Read my full story on Minnesota's 76-71 loss to Illinois at home, here.

Three quick observations after yet another loss:

Last play catastrophe and waning confidence. The Gophers controlled their destiny with 32 seconds left in regulation. On the table was the chance to finally stop a skid that began weeks before the holidays and an opportunity to celebrate if just for one night. But whatever coach Richard Pitino had planned (from talking to the players it sounds like a dribble drive off a screen) devolved into a broken play and guard Nate Mason launching an ill-advised, NBA-range three-pointer that bounced off the backboard. By overtime, it appeared the shock had still not worn off because it took the Gophers nearly four minutes to snap out of a sudden fog and by then, of course, it was too late.

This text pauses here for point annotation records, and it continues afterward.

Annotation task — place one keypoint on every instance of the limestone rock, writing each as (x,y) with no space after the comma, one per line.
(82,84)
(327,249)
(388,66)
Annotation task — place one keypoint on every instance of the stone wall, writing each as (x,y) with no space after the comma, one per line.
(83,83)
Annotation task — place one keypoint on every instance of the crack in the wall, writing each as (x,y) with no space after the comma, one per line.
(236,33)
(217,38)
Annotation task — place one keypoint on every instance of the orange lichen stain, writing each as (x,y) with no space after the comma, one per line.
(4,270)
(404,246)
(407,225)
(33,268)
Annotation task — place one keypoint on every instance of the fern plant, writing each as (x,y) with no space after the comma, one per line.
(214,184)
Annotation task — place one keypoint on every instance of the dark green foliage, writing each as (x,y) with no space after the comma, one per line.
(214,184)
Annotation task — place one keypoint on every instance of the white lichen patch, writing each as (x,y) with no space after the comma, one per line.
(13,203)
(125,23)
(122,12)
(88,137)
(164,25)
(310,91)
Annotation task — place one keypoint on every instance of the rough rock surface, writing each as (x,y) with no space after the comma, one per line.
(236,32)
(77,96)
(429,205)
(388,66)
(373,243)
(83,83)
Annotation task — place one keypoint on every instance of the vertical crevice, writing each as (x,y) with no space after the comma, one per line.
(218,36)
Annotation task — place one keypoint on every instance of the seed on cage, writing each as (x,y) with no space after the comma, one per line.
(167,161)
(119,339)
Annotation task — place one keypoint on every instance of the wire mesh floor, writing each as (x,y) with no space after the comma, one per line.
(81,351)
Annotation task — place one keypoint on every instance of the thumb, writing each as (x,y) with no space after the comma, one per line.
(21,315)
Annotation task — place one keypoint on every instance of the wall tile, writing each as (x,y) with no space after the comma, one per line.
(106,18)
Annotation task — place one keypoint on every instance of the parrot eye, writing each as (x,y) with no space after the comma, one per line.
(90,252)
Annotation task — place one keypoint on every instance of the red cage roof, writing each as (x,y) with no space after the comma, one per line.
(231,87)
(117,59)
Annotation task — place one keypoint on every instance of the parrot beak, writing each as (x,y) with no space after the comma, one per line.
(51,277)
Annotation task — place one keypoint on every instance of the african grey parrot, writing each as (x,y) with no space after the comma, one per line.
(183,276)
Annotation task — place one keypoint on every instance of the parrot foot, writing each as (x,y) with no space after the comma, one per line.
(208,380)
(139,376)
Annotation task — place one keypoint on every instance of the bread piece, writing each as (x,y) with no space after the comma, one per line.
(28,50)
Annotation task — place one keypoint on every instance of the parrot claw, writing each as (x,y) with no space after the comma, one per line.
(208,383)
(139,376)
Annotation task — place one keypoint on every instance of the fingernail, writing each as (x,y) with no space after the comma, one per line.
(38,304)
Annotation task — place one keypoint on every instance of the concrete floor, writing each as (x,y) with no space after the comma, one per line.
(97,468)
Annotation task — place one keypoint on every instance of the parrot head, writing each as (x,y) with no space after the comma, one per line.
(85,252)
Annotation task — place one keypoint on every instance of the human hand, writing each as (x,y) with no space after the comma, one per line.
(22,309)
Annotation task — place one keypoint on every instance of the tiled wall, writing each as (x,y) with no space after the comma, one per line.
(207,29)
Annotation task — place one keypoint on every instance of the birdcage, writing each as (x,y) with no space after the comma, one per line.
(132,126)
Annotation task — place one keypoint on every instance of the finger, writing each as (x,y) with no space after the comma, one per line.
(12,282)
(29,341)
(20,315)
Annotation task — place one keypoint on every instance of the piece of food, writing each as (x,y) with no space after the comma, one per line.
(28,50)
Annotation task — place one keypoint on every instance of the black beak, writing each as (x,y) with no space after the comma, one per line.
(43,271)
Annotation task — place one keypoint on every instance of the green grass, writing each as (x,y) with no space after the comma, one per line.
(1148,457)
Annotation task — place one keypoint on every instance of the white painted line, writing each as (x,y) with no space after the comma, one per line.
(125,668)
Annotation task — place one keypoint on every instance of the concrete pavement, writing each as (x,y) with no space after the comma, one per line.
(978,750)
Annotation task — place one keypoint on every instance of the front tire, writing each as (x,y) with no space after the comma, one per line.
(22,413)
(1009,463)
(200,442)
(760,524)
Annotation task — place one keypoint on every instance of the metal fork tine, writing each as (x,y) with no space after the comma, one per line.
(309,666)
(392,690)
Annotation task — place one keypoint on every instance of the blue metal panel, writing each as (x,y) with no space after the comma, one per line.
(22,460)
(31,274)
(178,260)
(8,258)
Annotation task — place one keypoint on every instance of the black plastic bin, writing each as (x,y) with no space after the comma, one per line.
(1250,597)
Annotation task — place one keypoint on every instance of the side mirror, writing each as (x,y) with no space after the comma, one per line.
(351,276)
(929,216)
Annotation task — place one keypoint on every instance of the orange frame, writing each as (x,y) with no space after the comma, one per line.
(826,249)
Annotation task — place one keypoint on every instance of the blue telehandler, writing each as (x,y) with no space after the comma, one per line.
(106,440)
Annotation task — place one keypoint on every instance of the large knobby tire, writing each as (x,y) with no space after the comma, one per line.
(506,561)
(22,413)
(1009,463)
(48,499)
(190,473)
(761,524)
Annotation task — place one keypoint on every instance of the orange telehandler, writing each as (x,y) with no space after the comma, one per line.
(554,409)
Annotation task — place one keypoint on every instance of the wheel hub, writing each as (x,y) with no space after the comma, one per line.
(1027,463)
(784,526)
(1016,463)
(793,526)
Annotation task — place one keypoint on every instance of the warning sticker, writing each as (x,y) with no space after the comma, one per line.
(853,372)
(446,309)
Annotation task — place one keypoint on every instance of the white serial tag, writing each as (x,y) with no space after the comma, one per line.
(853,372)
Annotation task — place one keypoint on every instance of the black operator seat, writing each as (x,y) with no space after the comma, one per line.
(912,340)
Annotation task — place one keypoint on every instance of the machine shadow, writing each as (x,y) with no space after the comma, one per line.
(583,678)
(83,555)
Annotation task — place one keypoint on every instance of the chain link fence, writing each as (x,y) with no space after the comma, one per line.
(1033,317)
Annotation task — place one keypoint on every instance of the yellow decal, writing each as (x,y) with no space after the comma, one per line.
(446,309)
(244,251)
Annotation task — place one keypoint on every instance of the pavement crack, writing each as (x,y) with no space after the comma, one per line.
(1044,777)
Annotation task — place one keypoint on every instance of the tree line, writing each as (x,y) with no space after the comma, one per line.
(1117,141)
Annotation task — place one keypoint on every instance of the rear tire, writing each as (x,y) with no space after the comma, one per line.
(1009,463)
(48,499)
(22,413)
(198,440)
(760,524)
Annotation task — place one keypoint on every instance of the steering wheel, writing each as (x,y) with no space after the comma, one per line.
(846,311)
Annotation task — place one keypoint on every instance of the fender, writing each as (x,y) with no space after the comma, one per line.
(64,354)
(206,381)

Place the blame on Pitino, if you want, for not getting his players to execute, or on the players for failing to be in the right spots at the right time. At the heart of it, though, I think is a slow-to-fade fear of losing, again. It's not going to be easy for the team to shake going forward, either, considering the way this season has gone.

Gophers can lose big, lose small. In the last three games, Minnesota has not gotten its stomach kicked in. For the most part, the Gophers have been competitive. But it's hard to look at that fact as a silver lining for too long. Last season, as I'm sure most Gophers fans remember, the team got in a season-long rut of losing close games. There were nine of them by two possessions or fewer. Overall, Pitino really hasn't proven he can coach to win close games. Losing in the last two minutes isn't exactly a positive story, long term. This is a different team with many young players who are still learning, and improvement, even slow improvement, is valid. But until the current trend changes, fans (and media) will mostly pay attention to the fact that the Gophers are just losing.

Steps for freshmen, again. It might not be what everyone wants to read about in a loss like the one Saturday to a not-very-good team at home. But it's true. Although the newcomers have plenty of obvious flaws – starting with Kevin Dorsey's risk-taking, Dupree McBrayers' shooting and Jordan Murphy's head-slamming foul troubles – but on Saturday, there were again more signs of getting better for all three. Dorsey had probably his best stretch of the season in the first half, driving to the basket and hitting some huge shots. McBrayer had eight assists. Murphy continues to get more patient at the basket and impact the game in a big way when he can stay on the court. Even Ahmad Gilbert, out with a finger injury, is getting darn good at waving a towel. Small steps can be hard to see when a team is playing as poorly as Minnesota is, but these three represent a big piece of the Gophers' future and growth, even in bad times, matters.